Under Australian privacy law, you have several important rights regarding your personal information:

7.1 Access Rights

You have the right to request access to the personal information we hold about you, in accordance with Australian Privacy Principle 12 (Access to personal information). We will provide access unless there are valid legal reasons for refusing the request.

7.2 Correction Rights

You have the right to request correction of personal information that is inaccurate, out-of-date, incomplete, irrelevant, or misleading, in accordance with Australian Privacy Principle 13 (Correction of personal information).

7.3 Complaint Rights

You have the right to make a complaint about our handling of your personal information. We encourage you to contact us first to resolve any concerns, but you also have the right to complain directly to the Office of the Australian Information Commissioner.

8. Contact Information and Complaints

If you have any questions about this Privacy Policy, wish to access or correct your personal information, or want to make a complaint about our privacy practices, please contact us:

8.1 Complaint Process

We are committed to resolving privacy complaints promptly and fairly. When you contact us with a complaint, we will acknowledge receipt within 5 business days, investigate the matter thoroughly, and provide a written response within 30 days. If you are not satisfied with our response, you may contact the Office of the Australian Information Commissioner at www.oaic.gov.au.
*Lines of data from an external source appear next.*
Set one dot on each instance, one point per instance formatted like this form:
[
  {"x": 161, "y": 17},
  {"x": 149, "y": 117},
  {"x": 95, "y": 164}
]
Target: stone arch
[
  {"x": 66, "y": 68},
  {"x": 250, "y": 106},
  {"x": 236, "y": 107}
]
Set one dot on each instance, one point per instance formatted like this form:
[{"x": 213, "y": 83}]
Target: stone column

9. Policy Updates and Changes

We may update this Privacy Policy from time to time to reflect changes in our business practices, legal requirements, or technology. Any material changes will be notified to you via email (where we have your email address) or by posting a prominent notice on our website. The updated policy will be effective from the date specified in the notice.

We encourage you to review this Privacy Policy periodically to stay informed about how we protect your personal information. Your continued use of our services after any changes indicates your acceptance of the updated policy.

10. Legal Framework and Compliance

This Privacy Policy is designed to comply with the following Australian and Queensland legislation:

• Privacy Act 1988 (Commonwealth) - The primary federal privacy legislation governing the handling of personal information by businesses
• Australian Privacy Principles - Thirteen principles that regulate the collection, use, disclosure, and management of personal information
• Information Privacy Act 2009 (Queensland) - Queensland legislation governing privacy practices
• Spam Act 2003 (Commonwealth) - Regulating commercial electronic messages
• Australian Consumer Law - Consumer protection provisions relevant to privacy and data handling

We regularly review our privacy practices to ensure ongoing compliance with these legal requirements and industry best practices.